The Gladiators – Provan is the subject of one of the most memorable sporting photographic images ever captured in Australia. The 1963 NSW Rugby League Premiership grand final between long term rivals Western Suburbs and St George was played in a torrential downpour on Saturday, 24 August. This, combined with the fact that the centre cricket pitch area of Sydney Cricket Ground was notoriously muddy in such conditions, ensured that the players were not only saturated but also caked in mud from head to toe.

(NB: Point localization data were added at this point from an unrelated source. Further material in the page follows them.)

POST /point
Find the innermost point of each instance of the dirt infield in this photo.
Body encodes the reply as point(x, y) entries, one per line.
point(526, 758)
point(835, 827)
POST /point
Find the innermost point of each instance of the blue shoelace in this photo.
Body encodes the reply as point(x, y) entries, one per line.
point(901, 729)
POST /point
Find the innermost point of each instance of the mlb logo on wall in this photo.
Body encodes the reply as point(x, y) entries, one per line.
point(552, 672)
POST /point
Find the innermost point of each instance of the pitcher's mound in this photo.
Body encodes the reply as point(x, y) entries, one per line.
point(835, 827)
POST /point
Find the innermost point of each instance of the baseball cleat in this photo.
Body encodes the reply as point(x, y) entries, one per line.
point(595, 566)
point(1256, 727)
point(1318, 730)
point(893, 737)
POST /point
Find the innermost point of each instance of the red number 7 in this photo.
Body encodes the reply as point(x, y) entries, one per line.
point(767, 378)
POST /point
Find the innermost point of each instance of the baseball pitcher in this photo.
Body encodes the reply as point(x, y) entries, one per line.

At the conclusion of the hard-fought match, which was won by St George, the captains of the two teams, the very tall Norm Provan and more diminutive Arthur Summons, embraced in appreciation of each other's stoic efforts. The moment was captured by a newspaper photographer, John O'Gready, and published in the following day's Sun Herald. Subsequently, the image won several awards, becoming known as The Gladiators. This image was the inspiration for the current premiership trophy's bronze statue.

In 2004 Provan was admitted into the Australian Rugby League Hall of Fame. In 2007 he was selected by a panel of experts at second-row in an Australian 'Team of the 50s'.

In February 2008, Provan was named in the list of Australia's 100 Greatest Players (1908–2007) which was commissioned by the NRL and ARL to celebrate the code's centenary year in Australia. Provan went on to be named in the second-row in Australian rugby league's Team of the Century. Announced on 17 April 2008, the team is the panel's majority choice for each of the thirteen starting positions and four interchange players. In 2008 New South Wales announced their rugby league team of the century also and Provan was again named at second-row.

In October 2015, Provan was inducted into the Sport Australia Hall of Fame.

In 2018 Provan was inducted as a Rugby League Immortal along with Mal Meninga and pre-WWII greats Dave Brown, Frank Burge and Dally Messenger.
On 20 July 2022, Provan was named in the St. George Dragons District Rugby League Clubs team of the century.

==Reflections==
Provan wrote the introduction to the Haddan book The Finals – 100 Years and reflected upon the dressing room mood before the momentous 1965 Grand Final:

It's 1965, St George and Souths in the grand final at the Sydney Cricket Ground. It's five minutes before we walk out. The boys are sitting around, very quiet now, just thinking about their own games. I have finished my last 10-minute talk to the team, just a summary of our general plan – no shouting or yelling or 'geeing' up. These players just don't need that. I have this terrible sick feeling in my gut. We have to lose a grand final sooner or later. The law of averages demands it. This one would make it 10. A nice round figure and I can retire happy. The linesman comes to the door, looks at me and nods. I nod back. We all stand up. The sick feeling is gone. 'Let's give it another go!.